Sometimes the corruption is in the metadata, in which case you are lucky and the...

acqq · on Aug 22, 2016

> But neither method you mentioned lets you recover your data if the data itself is corrupted.

I have another experience: If I've made a zip archive of a 1000 relatively same files, even if it's a few GB big, is if I'm left with a third of the archive I can easily recover first third of the files, if I have half of the archive, around the half of the files.

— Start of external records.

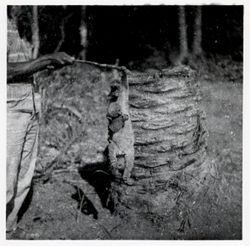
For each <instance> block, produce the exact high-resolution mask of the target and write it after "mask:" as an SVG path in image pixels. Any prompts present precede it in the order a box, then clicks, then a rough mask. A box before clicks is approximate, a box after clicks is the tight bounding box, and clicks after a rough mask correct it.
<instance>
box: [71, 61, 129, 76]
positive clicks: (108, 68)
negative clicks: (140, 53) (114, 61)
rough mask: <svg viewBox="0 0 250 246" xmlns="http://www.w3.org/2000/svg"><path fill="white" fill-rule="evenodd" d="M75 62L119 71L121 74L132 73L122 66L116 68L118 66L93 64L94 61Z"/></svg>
mask: <svg viewBox="0 0 250 246" xmlns="http://www.w3.org/2000/svg"><path fill="white" fill-rule="evenodd" d="M74 62H78V63H83V64H89V65H93V66H96V67H99V68H103V69H117V70H119V71H121V72H125V73H131V72H130V71H129V70H128V69H127V68H126V67H124V66H122V67H120V66H116V65H110V64H101V63H98V62H92V61H85V60H79V59H75V60H74Z"/></svg>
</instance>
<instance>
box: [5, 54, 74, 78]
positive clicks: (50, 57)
mask: <svg viewBox="0 0 250 246" xmlns="http://www.w3.org/2000/svg"><path fill="white" fill-rule="evenodd" d="M73 62H74V58H73V57H71V56H69V55H67V54H66V53H64V52H57V53H54V54H50V55H44V56H41V57H39V58H37V59H35V60H31V61H27V62H16V63H8V66H7V75H8V78H7V83H18V82H22V83H23V82H24V81H28V79H29V78H30V76H32V75H33V74H34V73H36V72H39V71H42V70H44V69H56V68H61V67H63V66H66V65H70V64H72V63H73Z"/></svg>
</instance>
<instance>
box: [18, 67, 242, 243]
mask: <svg viewBox="0 0 250 246" xmlns="http://www.w3.org/2000/svg"><path fill="white" fill-rule="evenodd" d="M102 76H103V74H101V73H100V72H98V71H92V70H91V69H88V67H84V68H83V67H81V66H76V67H75V68H74V70H71V69H69V68H65V69H63V70H61V72H58V73H55V74H53V75H52V77H51V76H50V77H49V79H47V80H46V81H45V82H46V83H47V86H48V85H50V87H49V90H46V93H45V97H46V100H45V104H44V105H43V108H44V109H45V111H46V112H45V114H43V119H42V122H41V123H42V125H41V139H40V143H41V144H40V155H39V156H40V158H39V162H38V170H42V171H44V170H46V168H47V167H48V166H49V164H50V163H51V161H52V160H55V159H56V158H58V157H60V158H59V159H56V160H57V162H56V166H54V168H55V169H66V168H68V169H70V168H71V167H73V169H74V168H76V167H78V166H84V165H86V164H87V163H95V162H97V161H98V158H99V157H98V156H100V155H99V154H100V153H101V152H102V151H103V149H104V148H105V146H106V140H105V139H107V138H106V136H107V132H106V129H107V127H106V124H107V122H106V120H105V114H106V99H105V98H106V97H107V95H108V90H107V86H106V84H105V83H100V82H97V81H100V80H102ZM201 91H202V94H203V101H202V105H201V107H202V108H203V109H204V111H205V113H206V116H207V129H208V133H209V136H208V161H207V167H208V170H209V173H210V179H209V180H208V181H207V183H206V185H205V186H203V188H202V189H201V190H200V192H199V193H198V194H196V197H192V196H190V194H188V193H187V192H185V191H183V192H182V193H180V194H179V196H178V199H179V200H178V202H177V206H176V207H175V210H174V212H173V213H172V214H167V215H165V216H161V215H156V214H152V213H147V214H140V213H134V212H133V211H132V212H131V214H130V215H129V216H128V217H127V218H123V219H122V218H119V217H117V216H112V215H111V214H110V212H109V211H108V210H107V209H105V208H103V206H102V204H101V201H100V198H99V197H98V195H97V193H96V191H95V190H94V188H93V186H91V185H90V184H89V183H87V182H86V181H84V180H82V178H81V177H80V176H79V174H78V173H76V172H73V171H72V172H65V173H58V174H55V175H54V177H53V179H51V180H49V182H47V183H45V184H41V183H39V184H36V185H35V187H34V194H33V199H32V201H31V204H30V206H29V208H28V210H27V212H26V213H25V214H24V216H23V218H22V220H21V221H20V225H21V226H22V227H24V228H25V230H26V231H27V232H29V233H30V235H31V234H32V235H36V239H37V238H38V239H210V240H212V239H241V232H242V228H241V225H242V156H241V154H242V84H241V83H234V82H230V83H227V82H224V81H223V82H219V81H216V82H211V81H206V80H202V81H201ZM65 95H67V97H66V96H65ZM76 98H78V100H76ZM58 104H60V105H64V106H65V107H66V108H67V109H64V110H54V109H55V108H56V107H58ZM52 109H53V110H52ZM79 114H80V116H81V117H78V116H79ZM77 115H78V116H77ZM79 118H80V121H79ZM82 122H83V123H82ZM80 134H82V135H81V138H78V136H79V135H80ZM72 139H75V140H74V141H72ZM69 143H70V144H69ZM99 159H100V158H99ZM63 180H74V181H75V182H78V186H79V188H80V189H81V190H82V191H83V193H84V195H85V197H86V198H87V200H89V201H91V202H92V204H93V206H94V207H95V208H96V210H97V211H98V220H96V219H94V217H93V216H92V215H86V214H83V213H79V210H78V208H77V206H78V203H77V202H76V201H74V200H73V199H72V194H73V193H75V188H74V186H73V185H71V184H69V183H65V182H63ZM193 180H194V179H193ZM194 185H195V182H194Z"/></svg>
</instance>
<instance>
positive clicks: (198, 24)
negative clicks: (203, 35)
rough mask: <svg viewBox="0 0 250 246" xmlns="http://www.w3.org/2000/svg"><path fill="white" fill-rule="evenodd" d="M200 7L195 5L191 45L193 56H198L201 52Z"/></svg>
mask: <svg viewBox="0 0 250 246" xmlns="http://www.w3.org/2000/svg"><path fill="white" fill-rule="evenodd" d="M201 42H202V7H201V6H197V7H196V11H195V18H194V35H193V46H192V54H193V56H194V57H196V58H197V57H200V56H201V54H202V46H201Z"/></svg>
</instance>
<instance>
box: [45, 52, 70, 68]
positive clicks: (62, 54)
mask: <svg viewBox="0 0 250 246" xmlns="http://www.w3.org/2000/svg"><path fill="white" fill-rule="evenodd" d="M45 59H48V60H49V61H50V64H49V65H48V66H47V68H49V69H57V68H61V67H63V66H66V65H71V64H73V62H74V60H75V59H74V58H73V57H71V56H69V55H67V54H66V53H64V52H56V53H54V54H50V55H45Z"/></svg>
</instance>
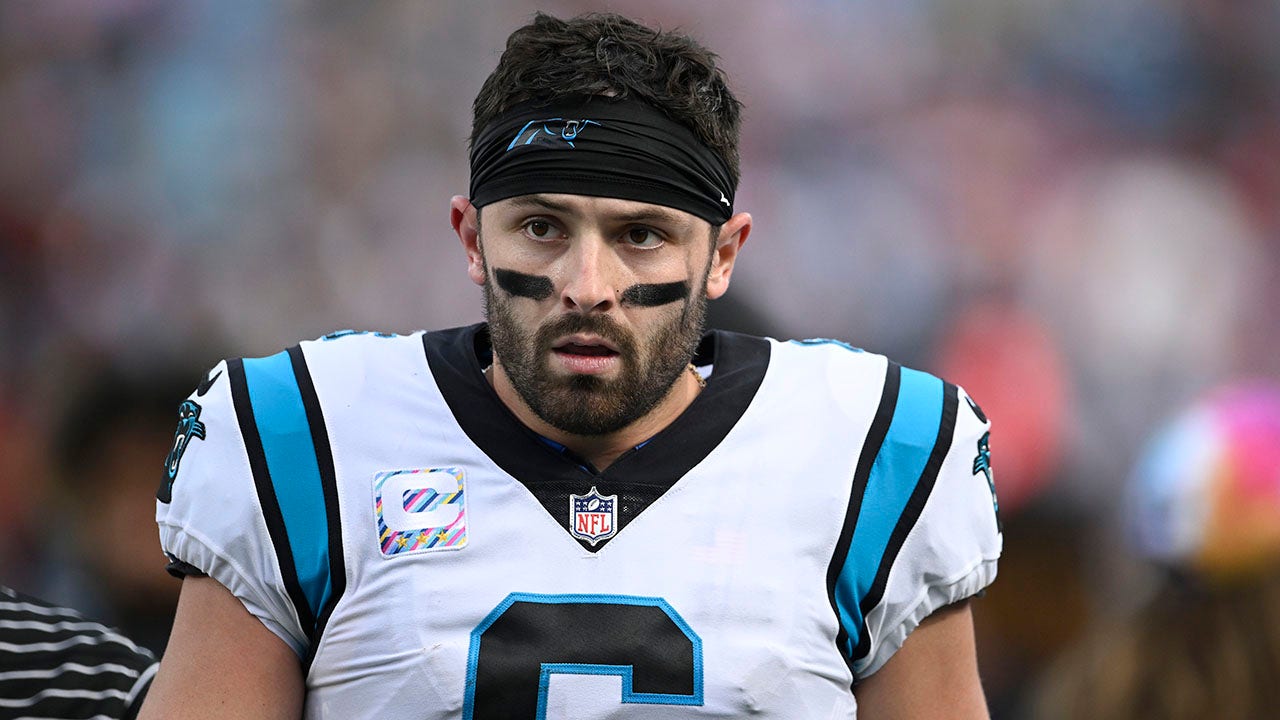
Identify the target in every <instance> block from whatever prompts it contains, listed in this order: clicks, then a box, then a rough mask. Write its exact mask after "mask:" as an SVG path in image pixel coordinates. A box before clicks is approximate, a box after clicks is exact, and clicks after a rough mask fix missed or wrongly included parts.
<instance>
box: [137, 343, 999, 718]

Exactly because the common implementations of zip archivers would recognize that the directory at the end is missing but still allow me to extract everything that it can read, as they would use the data in front of every file, even with the fully missing "central directory".

If the corruption affects the file 3 of a 1000 files I can extract both the first two and all 4-1000. If the corruption is in the first 0.3 part of the tar.gz, most probably I won't be able to extract anything but the files 1 and 2. All the remaining 998 are then lost.

And listing the files inside of the non-corrupted ZIP archive, no matter how big, is effectively instantaneous, thanks to the same central directory. Try to list the files inside of a tar.gz which is a few GB big, then compare. ZIP is a very convenient format for fast access to the list of the files and to the single file in the archive, and still very convenient when the part of the archive is missing.

Edit, this is the response to your response: I've never ever mentioned Reed-Solomon, nowhere in the discussion. I've supported in my opinion good designing decision of Zip archives having the central directory and the metadata in front of the every compressed file and I just give some real-life examples of the corrupted files I've encountered and where I've had the best recovery ratio with the ZIP format. And I've never experienced the kind of "data mismatch" myself that you refer to. You are welcome to describe it more, I'd like to read how exactly you experienced it. If the answer is that you yourself wrote a program that ignored the full format of the Zip, or used such a bad library, then there is the real problem. Once again: "Almost all programming can be viewed as an exercise in caching." —Terje Mathisen

dalke · on Aug 22, 2016

Please pick a topic and stick with it.

You asked about corruption, specifically when "a small part of the whole archive file gets corrupted". I addressed that point. I'm not going to cover all of the advantages and disadvantages between the two systems, because they are well-known and boring.

You of course must choose the method that matches your expected corruption methods. A incomplete write is a different failure mode than you wanted me to address. Reed-Solomon isn't designed for that. Other methods are, and they are often used in databases.

And you of course must choose a method which fits your access model.

Just like you would of course choose tar over zip if you want to preserve all of the filesystem metadata on a unix-based machine. Zip doesn't handle hard links, for example.

My point again is that data duplication causes well-known problems when there is a data mismatch, and while the duplication in zip as the result of its write-only/journalling format helps with some forms of error recovery, there are better methods for error recovery if that is your primary concern.

acqq · on Aug 22, 2016

What you call the "data duplication" is actually a "metadata redundancy" which results in the faster access to the list of all the files in the archive (a good example of the pre-computed pre-cached info). The format is good, if some library can't cope with the format, the problem is with the library making the corruption of the archive. And that archive is still, even after being corrupted by wrongly written tool, recoverable because of the existing redundancy.

The concept of metadata redundancy isn't anything specific to the archives, the filesystems do it too, and it's always an engineering trade-off, and I consider the one in Zip format is a good one, based on the real-life examples I've given.

dalke · on Aug 22, 2016

I agree that it's a good format. It's an engineering compromise. The benefits you see also cause creshal's comment:

> Beginning and the end, which continues to bite us in the ass until today, where we regularly stumble over bugs when one part of a toolchain uses one entry and the rest the other.

Do you think creshal is mistaken?

Of course they are due to bugs in the toolchain. That's a natural consequence of the file format. That's the whole point of creshal's comment.

What do you think I'm trying to say, because I don't understand your responses based on what I thought I was trying to say.